2) When you're done, in "Export and Publish", execute the DDL.
3) Try executing the DML, but chances are it will fail. This is probably because Infobright does not support INSERT well.
4) So instead, click on "Preview" and copy-paste the DML SQL code.
5) Open PDI and create a "Table Input" step with the copied SQL's select-from-groupby portion.
6) Connect it to an Infobright Loader step that will write the data into the table created by the DDL.
7) Run the transformation. You can use cron and pan.sh to run it automatically every night.
8) Back to PAD's "Export and Publish", you would normally publish your updated schema, but it results in a NullPointerException.
9) So, export your updated schema
10) Open it with Schema Workbench, ignore the primary key errors, and publish from there.
11) That's all!

Tested with: pad-ce-1.2.1.RC1 biserver-ce-3.7.0.RC1 pdi-ce-4.1.0-RC1 infobright-3.4.2-0

Friday, November 5, 2010

Automatic report generation now possible in Pentaho Data Integration

Last Friday, Pentaho Data Integration (PDI) developer Matt Casters posted a preview of a new tool that allows Business Intelligence designers to include report generation (PRD) as a step of PDI. This is extremely useful, because the obvious step after ETL is often to generate reports.
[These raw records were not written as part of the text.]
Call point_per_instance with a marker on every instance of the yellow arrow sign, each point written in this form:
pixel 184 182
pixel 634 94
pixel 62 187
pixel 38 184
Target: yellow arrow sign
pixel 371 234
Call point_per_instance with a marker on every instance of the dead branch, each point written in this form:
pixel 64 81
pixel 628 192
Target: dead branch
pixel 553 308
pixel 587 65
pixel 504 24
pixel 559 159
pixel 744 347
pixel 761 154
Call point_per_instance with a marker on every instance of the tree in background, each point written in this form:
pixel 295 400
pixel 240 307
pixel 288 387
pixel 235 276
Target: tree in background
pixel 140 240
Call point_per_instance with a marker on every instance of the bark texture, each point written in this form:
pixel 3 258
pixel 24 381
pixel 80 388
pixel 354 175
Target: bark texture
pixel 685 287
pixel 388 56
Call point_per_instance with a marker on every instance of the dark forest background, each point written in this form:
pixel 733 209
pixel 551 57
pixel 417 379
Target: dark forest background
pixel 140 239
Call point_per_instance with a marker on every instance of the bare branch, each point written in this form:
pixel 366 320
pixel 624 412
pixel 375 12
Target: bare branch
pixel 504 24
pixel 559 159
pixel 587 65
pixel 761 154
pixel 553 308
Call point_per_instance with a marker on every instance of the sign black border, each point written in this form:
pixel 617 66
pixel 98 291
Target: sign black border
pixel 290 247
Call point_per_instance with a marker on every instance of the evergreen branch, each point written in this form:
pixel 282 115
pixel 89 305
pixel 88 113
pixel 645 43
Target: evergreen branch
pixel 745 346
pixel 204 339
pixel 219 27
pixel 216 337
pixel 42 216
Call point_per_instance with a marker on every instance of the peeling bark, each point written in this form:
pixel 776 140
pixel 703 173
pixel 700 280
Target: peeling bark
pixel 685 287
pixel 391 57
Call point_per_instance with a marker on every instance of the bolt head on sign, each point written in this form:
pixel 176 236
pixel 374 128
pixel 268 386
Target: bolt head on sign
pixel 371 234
Let's say a retail chain wants to send, everyday, to every shop manager, a report detailing this shop's performance and trends.
Imagine you have a data warehouse that contains all sales records, and a PRD report template. Then here is how to create a system that will automatically generate and send the reports everyday:
  1. Install the bleeding-edge PDI 4.1.0 RC1
  2. Add Matt's plugin as explained here
  3. Open PDI "Spoon" and create a new Transformation
  4. First, create a "Table Input" step to get for each shop it's code, name and email address.
  5. Second, create a minimal JavaScript step to compute the output's filename and set the PRPT file's name.
  6. Third, use the new "Pentaho Reporting step", and configure it to use your freshly computed PRPT and output filenames, as well as the shop codes.
  7. Finally, create an "Send mail" step and set it to use each shop's email address, putting the generated report as an attachment.
  8. Save and configure your cron to launch this transformation every night via the pan.sh command-line tool.